Google DeepMind, le laboratoire de recherche en intelligence artificielle à l’origine du système AlphaFold — lauréat du prix Nobel pour la prédiction de la structure des protéines —, a mis au point un nouvel outil puissant s’attaquant à un défi encore plus complexe : déchiffrer les mystérieuses régions non codantes de l’ADN.
AlphaGenome, lancé en juin 2025, marque une avancée majeure dans la recherche génomique en prédisant comment les variantes génétiques affectent la régulation des gènes à travers l’ensemble du génome. Alors que seulement 2 % de l’ADN humain code directement pour des protéines, les 98 % restants — autrefois qualifiés d’« ADN poubelle » — jouent un rôle crucial dans le contrôle de l’activation et de la désactivation des gènes.

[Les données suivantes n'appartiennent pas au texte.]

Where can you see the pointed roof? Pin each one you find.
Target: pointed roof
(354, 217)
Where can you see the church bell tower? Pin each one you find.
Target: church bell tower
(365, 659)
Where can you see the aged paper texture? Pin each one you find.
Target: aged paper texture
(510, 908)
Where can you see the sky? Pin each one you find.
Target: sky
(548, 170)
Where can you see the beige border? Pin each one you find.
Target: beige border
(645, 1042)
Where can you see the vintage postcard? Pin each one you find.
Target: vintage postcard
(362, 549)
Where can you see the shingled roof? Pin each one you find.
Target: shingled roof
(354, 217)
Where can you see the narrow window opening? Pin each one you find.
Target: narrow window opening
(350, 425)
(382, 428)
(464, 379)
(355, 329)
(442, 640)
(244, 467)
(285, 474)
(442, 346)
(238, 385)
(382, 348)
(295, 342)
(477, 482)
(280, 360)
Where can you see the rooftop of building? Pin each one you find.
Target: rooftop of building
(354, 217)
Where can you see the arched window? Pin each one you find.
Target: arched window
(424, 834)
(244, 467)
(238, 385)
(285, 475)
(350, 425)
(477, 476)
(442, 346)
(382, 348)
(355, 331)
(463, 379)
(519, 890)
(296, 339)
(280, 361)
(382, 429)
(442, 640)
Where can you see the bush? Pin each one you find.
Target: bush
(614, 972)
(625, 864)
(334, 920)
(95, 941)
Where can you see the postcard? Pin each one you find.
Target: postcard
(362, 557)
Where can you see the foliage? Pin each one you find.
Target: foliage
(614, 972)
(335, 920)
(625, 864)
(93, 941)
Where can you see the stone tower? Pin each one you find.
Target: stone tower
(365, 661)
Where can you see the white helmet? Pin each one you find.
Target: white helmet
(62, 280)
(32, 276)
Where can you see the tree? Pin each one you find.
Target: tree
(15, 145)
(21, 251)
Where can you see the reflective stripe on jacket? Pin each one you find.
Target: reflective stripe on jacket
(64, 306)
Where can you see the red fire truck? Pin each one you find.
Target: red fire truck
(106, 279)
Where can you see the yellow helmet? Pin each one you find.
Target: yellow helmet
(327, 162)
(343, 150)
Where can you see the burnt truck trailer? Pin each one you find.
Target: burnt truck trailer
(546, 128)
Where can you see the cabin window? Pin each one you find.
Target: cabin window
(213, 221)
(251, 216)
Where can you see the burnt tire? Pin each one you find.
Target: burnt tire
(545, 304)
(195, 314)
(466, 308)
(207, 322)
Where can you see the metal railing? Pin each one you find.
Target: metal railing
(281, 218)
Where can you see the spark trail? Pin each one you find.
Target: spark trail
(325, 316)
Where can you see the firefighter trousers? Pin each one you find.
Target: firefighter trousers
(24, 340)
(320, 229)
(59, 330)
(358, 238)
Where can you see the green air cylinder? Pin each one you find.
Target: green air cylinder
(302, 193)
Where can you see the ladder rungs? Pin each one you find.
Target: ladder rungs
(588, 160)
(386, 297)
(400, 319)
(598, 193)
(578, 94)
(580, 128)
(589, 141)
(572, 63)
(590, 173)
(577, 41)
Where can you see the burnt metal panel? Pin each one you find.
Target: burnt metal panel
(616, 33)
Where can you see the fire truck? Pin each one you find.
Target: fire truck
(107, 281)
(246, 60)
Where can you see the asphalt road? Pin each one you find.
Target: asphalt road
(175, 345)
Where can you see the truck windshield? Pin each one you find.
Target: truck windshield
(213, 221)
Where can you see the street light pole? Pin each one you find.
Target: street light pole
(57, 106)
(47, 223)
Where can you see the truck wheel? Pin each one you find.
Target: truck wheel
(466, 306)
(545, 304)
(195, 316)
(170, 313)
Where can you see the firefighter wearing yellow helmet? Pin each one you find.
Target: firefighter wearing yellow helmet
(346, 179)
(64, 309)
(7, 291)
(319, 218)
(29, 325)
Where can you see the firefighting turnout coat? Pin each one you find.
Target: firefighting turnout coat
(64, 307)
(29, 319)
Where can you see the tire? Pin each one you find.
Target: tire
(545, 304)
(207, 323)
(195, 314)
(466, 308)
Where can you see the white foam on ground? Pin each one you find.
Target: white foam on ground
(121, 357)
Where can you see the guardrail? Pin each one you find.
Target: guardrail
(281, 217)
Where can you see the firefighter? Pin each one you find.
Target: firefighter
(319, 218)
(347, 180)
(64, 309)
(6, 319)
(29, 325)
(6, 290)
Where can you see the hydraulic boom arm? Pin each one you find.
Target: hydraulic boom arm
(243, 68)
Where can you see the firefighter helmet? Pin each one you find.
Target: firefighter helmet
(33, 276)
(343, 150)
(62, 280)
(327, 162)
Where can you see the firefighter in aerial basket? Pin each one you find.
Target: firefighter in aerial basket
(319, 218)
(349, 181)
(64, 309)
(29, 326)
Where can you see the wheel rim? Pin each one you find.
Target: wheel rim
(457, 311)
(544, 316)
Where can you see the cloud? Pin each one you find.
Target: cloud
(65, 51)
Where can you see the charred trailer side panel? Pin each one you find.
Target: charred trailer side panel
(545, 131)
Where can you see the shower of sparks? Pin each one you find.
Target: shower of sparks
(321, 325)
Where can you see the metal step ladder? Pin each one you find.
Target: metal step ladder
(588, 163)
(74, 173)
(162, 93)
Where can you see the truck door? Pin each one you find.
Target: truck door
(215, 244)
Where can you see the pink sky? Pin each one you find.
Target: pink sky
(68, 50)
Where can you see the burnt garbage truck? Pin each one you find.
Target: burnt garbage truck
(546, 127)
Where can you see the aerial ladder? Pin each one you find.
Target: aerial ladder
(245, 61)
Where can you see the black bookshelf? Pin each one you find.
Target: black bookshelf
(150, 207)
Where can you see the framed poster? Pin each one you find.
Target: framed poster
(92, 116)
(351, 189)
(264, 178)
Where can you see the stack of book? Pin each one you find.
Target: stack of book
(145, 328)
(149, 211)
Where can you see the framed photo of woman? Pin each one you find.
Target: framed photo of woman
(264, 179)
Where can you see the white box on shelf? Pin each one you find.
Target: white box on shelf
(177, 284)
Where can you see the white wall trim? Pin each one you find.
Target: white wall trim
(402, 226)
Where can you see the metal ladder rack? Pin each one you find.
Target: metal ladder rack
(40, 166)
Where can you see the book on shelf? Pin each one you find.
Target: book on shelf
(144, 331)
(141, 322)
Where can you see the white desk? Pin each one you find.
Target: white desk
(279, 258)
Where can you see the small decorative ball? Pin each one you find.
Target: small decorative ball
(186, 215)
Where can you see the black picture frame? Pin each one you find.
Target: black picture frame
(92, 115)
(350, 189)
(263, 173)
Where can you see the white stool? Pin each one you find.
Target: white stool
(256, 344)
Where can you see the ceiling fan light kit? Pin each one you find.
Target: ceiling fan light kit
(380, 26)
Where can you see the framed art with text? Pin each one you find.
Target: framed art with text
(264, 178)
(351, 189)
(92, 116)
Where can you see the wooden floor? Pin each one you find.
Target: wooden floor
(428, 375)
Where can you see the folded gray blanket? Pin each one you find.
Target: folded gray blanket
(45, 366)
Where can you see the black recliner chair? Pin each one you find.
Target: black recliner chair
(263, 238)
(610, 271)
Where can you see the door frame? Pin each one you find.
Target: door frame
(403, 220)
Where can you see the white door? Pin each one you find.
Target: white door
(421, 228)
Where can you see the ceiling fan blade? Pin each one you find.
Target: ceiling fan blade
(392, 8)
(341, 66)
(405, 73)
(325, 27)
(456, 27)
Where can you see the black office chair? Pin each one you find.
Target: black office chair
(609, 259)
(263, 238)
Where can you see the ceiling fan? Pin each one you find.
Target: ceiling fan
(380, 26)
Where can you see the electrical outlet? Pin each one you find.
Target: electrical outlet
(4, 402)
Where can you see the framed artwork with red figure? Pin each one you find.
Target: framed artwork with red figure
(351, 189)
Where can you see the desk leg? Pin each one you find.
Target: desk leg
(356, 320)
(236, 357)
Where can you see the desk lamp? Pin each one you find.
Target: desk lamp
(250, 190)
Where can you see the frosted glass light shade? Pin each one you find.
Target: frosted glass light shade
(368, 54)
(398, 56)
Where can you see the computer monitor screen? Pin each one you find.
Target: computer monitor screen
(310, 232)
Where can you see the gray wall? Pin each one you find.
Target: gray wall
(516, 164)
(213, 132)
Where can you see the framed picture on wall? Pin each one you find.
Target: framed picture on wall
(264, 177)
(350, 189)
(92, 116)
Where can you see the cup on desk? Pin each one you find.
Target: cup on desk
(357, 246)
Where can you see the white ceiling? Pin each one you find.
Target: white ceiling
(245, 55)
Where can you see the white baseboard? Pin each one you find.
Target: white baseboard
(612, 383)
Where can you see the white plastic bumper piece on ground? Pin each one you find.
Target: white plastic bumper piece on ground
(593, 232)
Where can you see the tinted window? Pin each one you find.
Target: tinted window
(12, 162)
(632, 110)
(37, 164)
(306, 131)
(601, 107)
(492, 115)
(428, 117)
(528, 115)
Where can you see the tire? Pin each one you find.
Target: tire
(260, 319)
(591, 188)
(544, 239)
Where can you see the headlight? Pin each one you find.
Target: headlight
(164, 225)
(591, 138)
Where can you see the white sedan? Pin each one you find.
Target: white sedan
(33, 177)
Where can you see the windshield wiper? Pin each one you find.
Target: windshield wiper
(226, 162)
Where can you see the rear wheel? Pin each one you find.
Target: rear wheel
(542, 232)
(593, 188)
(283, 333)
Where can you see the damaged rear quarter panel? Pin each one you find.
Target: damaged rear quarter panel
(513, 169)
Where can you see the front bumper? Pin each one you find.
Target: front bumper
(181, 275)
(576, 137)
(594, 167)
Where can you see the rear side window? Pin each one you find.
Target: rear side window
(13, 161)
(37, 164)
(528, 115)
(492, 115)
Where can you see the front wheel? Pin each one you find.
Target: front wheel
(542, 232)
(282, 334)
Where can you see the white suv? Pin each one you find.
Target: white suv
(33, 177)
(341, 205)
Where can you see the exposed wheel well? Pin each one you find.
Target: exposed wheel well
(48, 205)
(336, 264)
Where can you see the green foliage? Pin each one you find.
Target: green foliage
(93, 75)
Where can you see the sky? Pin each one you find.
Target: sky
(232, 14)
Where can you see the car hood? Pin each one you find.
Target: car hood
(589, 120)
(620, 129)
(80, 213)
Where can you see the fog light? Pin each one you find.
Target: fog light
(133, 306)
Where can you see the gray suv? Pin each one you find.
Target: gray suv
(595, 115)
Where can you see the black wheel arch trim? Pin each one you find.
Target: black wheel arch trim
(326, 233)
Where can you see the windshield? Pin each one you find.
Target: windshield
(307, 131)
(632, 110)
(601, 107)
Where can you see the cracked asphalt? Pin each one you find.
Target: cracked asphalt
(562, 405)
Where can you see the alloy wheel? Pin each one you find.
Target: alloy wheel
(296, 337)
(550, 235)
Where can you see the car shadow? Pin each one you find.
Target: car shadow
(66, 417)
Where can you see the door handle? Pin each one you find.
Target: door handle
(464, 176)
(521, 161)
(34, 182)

L’architecture du modèle combine des réseaux de neurones convolutifs, capables de détecter de courts motifs d’ADN, avec des modules de transformeurs qui saisissent les interactions à longue distance entre des éléments génomiques éloignés. Cette approche hybride permet à AlphaGenome de traiter des séquences allant jusqu’à un million de paires de bases tout en conservant une résolution à la lettre près — une nette amélioration par rapport aux modèles précédents, qui devaient sacrifier soit la longueur du contexte, soit la précision.
« Pour la première fois, nous avons créé un modèle unique qui unifie de nombreux défis liés à la compréhension du génome », a déclaré Pushmeet Kohli, vice-président de la recherche chez DeepMind. Le système a été entraîné sur des bases de données publiques issues de consortiums tels qu’ENCODE, GTEx et FANTOM5, qui ont mesuré expérimentalement les propriétés régulatrices dans des centaines de types cellulaires humains et murins.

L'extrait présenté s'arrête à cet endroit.